Gabor Maté: Why We're a Culture of Addicts
We're a culture of addicts, says Canadian physician Gabor Maté, whose controversial ideas just might heal us all.
If there’s one constant among addicts of all types, it’s shame. It’s what makes us lie and hide. It’s what keeps us from asking for help – though we don’t think we need it, since we’re also good at lying to ourselves.
About why we eat. Or shop. Or gamble. Or drink.
Dr. Gabor Maté knows the feeling well. Maté, renowned doctor, speaker, and author, has seen it in the heroin-addicted men and women he treats in Vancouver’s Downtown Eastside. He sees it in the behavior of well-respected workaholics. The cosmetic surgery junkies. The power seekers. The “I Brake for Garage Sales” shoppers.
He’s seen it in the mirror.
Maté, author of the groundbreaking book In the Realm of the Hungry Ghosts: Close Encounters with Addiction, believes shame is behind our unwinnable “War on Drugs.” Our “tough on crime” policies. Our judgment of addicts.
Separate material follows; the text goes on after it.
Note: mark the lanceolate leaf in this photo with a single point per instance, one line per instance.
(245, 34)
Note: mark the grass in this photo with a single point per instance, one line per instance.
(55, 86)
Our marginalization of street junkies.
Maté knows, as so many of our spiritual teachers have tried to teach us, that our judgments of others are really all about us.
Maté, who serves as resident doctor at The Portland Hotel, a Vancouver housing project for adults coping with mental illness, addiction, and other challenges, saw himself in the stories of the women and men who, day after day, came to see him for treatment and who slowly, over years, revealed to him their pain.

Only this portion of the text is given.